Six Months Old, Eight New Organs
AEton writes "According to the BBC, Dr. Andreas Tzakis has just successfully replaced six-month-old Alessia Di Matteo's liver, stomach, pancreas, small and large intestine, spleen, left kidney, and right kidney in a record-setting operation. The child is so far doing fine with a one-year-old baby's organs. Tzakis is no stranger to multiple-organ transplants; in 1997 he set the previous record of seven organs by replacing seven of a two-and-a-half-year-old's organs. It must be a little odd to know that a growing plurality of your tissue used to be someone else's."

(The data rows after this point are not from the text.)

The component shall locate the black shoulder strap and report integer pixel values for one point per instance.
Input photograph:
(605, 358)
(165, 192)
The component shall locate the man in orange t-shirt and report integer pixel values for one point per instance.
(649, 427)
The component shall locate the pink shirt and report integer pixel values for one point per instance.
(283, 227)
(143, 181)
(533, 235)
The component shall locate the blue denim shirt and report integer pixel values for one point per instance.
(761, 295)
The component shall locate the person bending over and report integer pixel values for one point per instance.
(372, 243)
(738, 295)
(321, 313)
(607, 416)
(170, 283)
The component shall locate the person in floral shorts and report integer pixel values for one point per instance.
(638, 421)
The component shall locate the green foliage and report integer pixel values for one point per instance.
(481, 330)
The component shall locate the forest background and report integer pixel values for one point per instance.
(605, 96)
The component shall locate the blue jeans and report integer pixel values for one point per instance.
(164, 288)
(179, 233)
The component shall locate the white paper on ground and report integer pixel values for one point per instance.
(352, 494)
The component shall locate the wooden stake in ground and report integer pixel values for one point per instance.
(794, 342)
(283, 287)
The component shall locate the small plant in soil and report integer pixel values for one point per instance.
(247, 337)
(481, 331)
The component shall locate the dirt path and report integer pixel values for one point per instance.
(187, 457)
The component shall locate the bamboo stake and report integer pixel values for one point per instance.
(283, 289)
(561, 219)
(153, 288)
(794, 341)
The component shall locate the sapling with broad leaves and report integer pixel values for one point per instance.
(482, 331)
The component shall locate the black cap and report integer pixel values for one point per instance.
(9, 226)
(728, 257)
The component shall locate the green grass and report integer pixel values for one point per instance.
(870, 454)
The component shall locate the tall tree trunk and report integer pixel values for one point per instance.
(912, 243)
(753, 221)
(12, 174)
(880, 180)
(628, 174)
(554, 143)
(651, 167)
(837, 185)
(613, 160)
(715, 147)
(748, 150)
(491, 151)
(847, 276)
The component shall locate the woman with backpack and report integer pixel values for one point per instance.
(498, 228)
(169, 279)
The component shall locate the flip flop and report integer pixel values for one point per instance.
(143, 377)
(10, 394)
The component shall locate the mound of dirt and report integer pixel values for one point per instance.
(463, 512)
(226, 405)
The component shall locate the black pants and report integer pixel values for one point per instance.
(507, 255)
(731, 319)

1. The number of organs transplanted is NOT an indication of the pre-op condition/prognosis of the baby or an indicator of post-op "quality of life".
Her disorder is a single disease process that happens to affect most of her vital organs. All other things being equal, a baby born with several disorders, requiring fewer organs transplanted (even as little as 1 or 2), actually could be considered "sicker", have a much lesser chance of survival and be a greater "burden on society".
2. Of the eight organs transplanted, some might not have actually been "diseased" (more on this later).
3. The greater the number of organs transplanted is not proportional to the surgical difficulty.
Not to take away from Dr. Tzakis' great achievement, but technically the surgery might have been easier than transplanting a few non-contiguous organs. Here is why:
If you ask any transplant surgeon, the most difficult aspect of the surgery is doing the anastamoses (or "rejoinings"). Essentially taking the entire foregut and midgut en bloc significantly decreases the number of "rejoinings" one has to perform.
Tzakis likely only had to join this single unit of organs (the liver+stomach+pancreas+spleen+small bowel+large bowel) at two points (those being #1 the original esophagus-to-new stomach and #2 the new large bowel-to-original rectum) for complete continuity of the gastrointestinal tract and then probably about another 4 anastamoses for blood supply.
The entire blood supply for all the aforementioned organs (minus the kidneys) originate from only 2-3 arteries arising from the aorta. To leave the original pancreas and spleen (which are not significantly affected by her disorder) would have been several times more difficult than taking the "whole package" because the vascular supply for each organ would have to be dissected and reanastomed individually. This is more difficult because it's more vessels to join and the vessels are smaller i.e. more difficult to work with.
Transplanting even only 3 of these organs in non-continuity would have required 1-2 GI tract and 2+ vascular anastamoses for EACH organ. If you do the math you can quickly realize why it was probably easier to take all the organs, even if some were not diseased.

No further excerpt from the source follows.